What we are going to do is remove the learner wrapper, and turn our programs into Web Services. We're going to utilize SOAP to help us with this. You do not need to know anything about web services or SOAP to proceed. We will be using the AXIS SOAP Implementation for Java and the gSOAP implementation for C++. Download the plug-in code here here (Java) (C++) Please use ONLY these libraries, as there are some bugs in AXIS which I have fixed, and without these changes in the custom version, you will have problems.

Important: This code has only been tested on Solaris (cse), Linux and MacOS X. It may work on Windows, but I have not personally tested this.

Important #2: It is probably best to run this on a cse machine, because issues such as firewalls and/or slow connection speeds may cause problems for you.

Important #3: Test your code first on the command line. Use LearnerWrapper, run simple sanity checks, etc. It is MUCH easier to debug on the command line than in the web service.

Important #4: Don't bang your head against the wall for hours on plugging-in issues. This process really should not be time-intensive. A simple e-mail to the TA or coming in during office hours for five minutes might save you hours if you're stuck!

Important #5: I tested several of your ID3 algorithms. Unfortunately, several of them tend to have severe memory problems when the number of examples and dimension increases (2000 x 64). Namely, your programs completely blow away the JVM (if you're using java). This causes your program to crash. If you have questions about this, please see me.

Plugging In

Java C++

Registration:

  1. Go to LASSO. Click on Register in the upper right. Fill out the form to get an account.
  2. After you have an account, log into the system (log in is on the left hand side).
  3. After logging in, you will be on the Main Menu. Choose Component Manager.
  4. Click "Add" next to Learner.
  5. Type in the name of your learner, and its service URL (as described above). You only need to do this once, even if you change your program and kill and restart your web service.
  6. After saving, go back to component manager and click "Add" next to Classifier. Choose the Learner you registered. Next to "dataformat in" choose "CSVData". For "dataformat out", choose "Labeled Data". You should create a new classifier for each learning task.

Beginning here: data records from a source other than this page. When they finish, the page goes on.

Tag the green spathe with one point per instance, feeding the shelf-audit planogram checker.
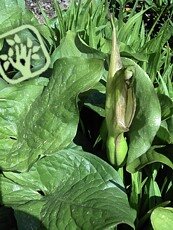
(70, 186)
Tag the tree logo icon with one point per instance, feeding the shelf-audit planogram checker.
(20, 55)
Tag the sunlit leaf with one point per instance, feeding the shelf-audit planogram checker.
(17, 39)
(3, 57)
(10, 52)
(6, 65)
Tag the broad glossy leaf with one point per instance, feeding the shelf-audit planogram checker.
(70, 188)
(52, 121)
(15, 102)
(147, 117)
(162, 218)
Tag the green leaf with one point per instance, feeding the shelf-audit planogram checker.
(52, 121)
(3, 57)
(15, 101)
(10, 42)
(73, 46)
(6, 65)
(147, 117)
(162, 218)
(71, 187)
(10, 52)
(29, 43)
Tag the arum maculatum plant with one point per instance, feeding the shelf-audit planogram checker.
(120, 105)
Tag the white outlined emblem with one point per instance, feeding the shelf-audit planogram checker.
(20, 55)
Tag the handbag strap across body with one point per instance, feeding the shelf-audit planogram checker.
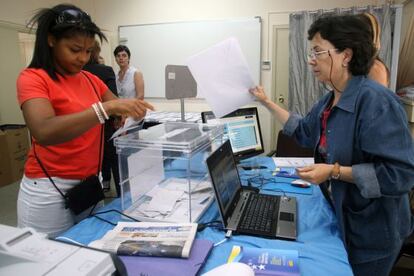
(100, 148)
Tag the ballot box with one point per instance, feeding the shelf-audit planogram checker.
(163, 174)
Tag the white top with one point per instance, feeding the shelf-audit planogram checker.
(126, 87)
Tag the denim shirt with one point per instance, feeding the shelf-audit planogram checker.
(367, 130)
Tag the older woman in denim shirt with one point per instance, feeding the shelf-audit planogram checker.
(363, 149)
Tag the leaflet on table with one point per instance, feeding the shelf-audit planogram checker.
(293, 161)
(149, 239)
(266, 261)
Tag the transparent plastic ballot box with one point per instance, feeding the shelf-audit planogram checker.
(163, 173)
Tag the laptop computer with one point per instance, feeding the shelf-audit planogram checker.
(244, 210)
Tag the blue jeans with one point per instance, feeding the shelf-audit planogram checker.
(380, 267)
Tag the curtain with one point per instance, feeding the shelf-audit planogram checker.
(304, 88)
(406, 65)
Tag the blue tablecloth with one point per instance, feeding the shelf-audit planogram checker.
(321, 251)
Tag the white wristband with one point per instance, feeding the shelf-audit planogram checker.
(98, 113)
(103, 111)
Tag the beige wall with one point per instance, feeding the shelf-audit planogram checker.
(109, 14)
(10, 66)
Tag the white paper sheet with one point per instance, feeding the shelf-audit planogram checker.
(223, 76)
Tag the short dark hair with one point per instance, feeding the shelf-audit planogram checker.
(122, 48)
(61, 21)
(347, 31)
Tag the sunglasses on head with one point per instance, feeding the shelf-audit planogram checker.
(72, 16)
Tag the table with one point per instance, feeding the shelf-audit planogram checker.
(321, 250)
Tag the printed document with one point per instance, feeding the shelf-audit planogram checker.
(149, 239)
(223, 76)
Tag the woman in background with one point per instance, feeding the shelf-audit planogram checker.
(110, 158)
(129, 81)
(63, 107)
(364, 153)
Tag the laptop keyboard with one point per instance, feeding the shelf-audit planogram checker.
(260, 213)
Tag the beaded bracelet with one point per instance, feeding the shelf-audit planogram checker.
(98, 113)
(103, 111)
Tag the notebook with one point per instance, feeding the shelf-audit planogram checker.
(244, 210)
(153, 266)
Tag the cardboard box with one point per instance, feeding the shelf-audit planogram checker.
(14, 145)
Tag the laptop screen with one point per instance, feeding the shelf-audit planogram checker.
(224, 175)
(242, 128)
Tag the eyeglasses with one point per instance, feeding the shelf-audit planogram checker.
(72, 16)
(313, 55)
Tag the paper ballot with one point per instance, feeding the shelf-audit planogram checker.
(130, 123)
(223, 76)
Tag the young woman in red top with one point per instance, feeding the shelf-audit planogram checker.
(63, 107)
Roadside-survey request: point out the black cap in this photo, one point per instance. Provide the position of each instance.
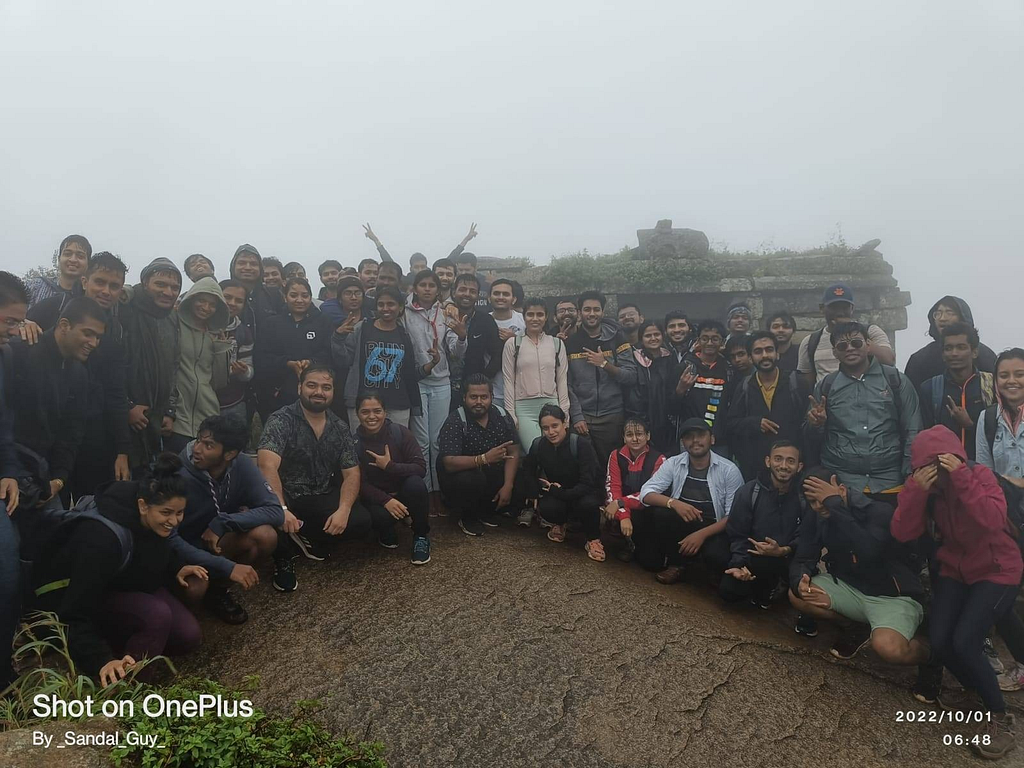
(695, 424)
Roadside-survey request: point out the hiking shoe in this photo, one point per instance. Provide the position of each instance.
(309, 550)
(1012, 679)
(929, 683)
(284, 574)
(421, 550)
(806, 626)
(851, 642)
(222, 604)
(992, 656)
(998, 733)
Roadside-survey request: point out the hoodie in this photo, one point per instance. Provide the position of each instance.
(203, 361)
(237, 503)
(969, 515)
(927, 361)
(594, 390)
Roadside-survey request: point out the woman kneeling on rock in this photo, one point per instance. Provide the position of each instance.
(564, 479)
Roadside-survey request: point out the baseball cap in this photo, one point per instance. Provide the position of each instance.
(694, 424)
(839, 292)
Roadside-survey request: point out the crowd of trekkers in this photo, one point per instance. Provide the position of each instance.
(158, 445)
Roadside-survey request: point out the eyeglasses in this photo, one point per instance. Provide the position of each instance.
(851, 344)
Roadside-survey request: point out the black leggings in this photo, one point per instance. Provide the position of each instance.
(586, 510)
(412, 493)
(962, 616)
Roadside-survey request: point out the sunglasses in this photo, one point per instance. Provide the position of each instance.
(851, 344)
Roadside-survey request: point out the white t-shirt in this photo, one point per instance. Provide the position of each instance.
(824, 358)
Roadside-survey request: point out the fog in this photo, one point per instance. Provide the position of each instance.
(193, 127)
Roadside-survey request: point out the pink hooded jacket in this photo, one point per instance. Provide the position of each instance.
(970, 515)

  7. Now go to pipeline manager via the Main Menu.
  8. Click add and create a pipeline. (Note that you will create a new pipeline for each learning task.)
  9. For Task, choose Ontology Membership.
  10. Choose "News Ontology"
  11. Click the "Append New Stage" Button.
  12. Choose "DataSource" as the type, and choose "478 Prepared Data" as the DataSource.
  13. Click the "Append New Stage" Button again.
  14. Choose Classifier as the type, and choose your classifier as the ID.
  15. Click Validate. You should not get any errors. If you have problems, contact the TA.
  16. Click Save and Exit.
  17. Now go to the job manager.
  18. Select your pipeline, and set up a training task. This should now start running the pipeline. Note that the learning task you choose must match the "Ontology Destination" you selected above (e.g. "NewsTask Data (Train)" matches "NewsOntology"). Select "Replace Existing Data", which is necessary for you to get correct results.
  19. After training completes successfully (i.e. "Status: Completed"), submit a classification task in a similar fashion. If you instead get "Status: Stopped (Error?)", do not bother submitting the classification task until you successfully complete training.
  20. Check back in a few minutes to see if your job has completed. If it has, continue:
  21. Click on the Data Analysis Tool.
  22. Choose the job number (probably the last one in the list). Get the summary results. The results below are presented in a "confusion matrix", where the horizontal axis corresponds to the true label of a web page and the vertical axis corresponds to the label that your classifier predicted. So in the matrix below, the lower-left number indicates that there were 13 positive examples (True Label = "yes") that the classifier predicted as "no", i.e. false negative errors.
  23. Congratulations! You did it!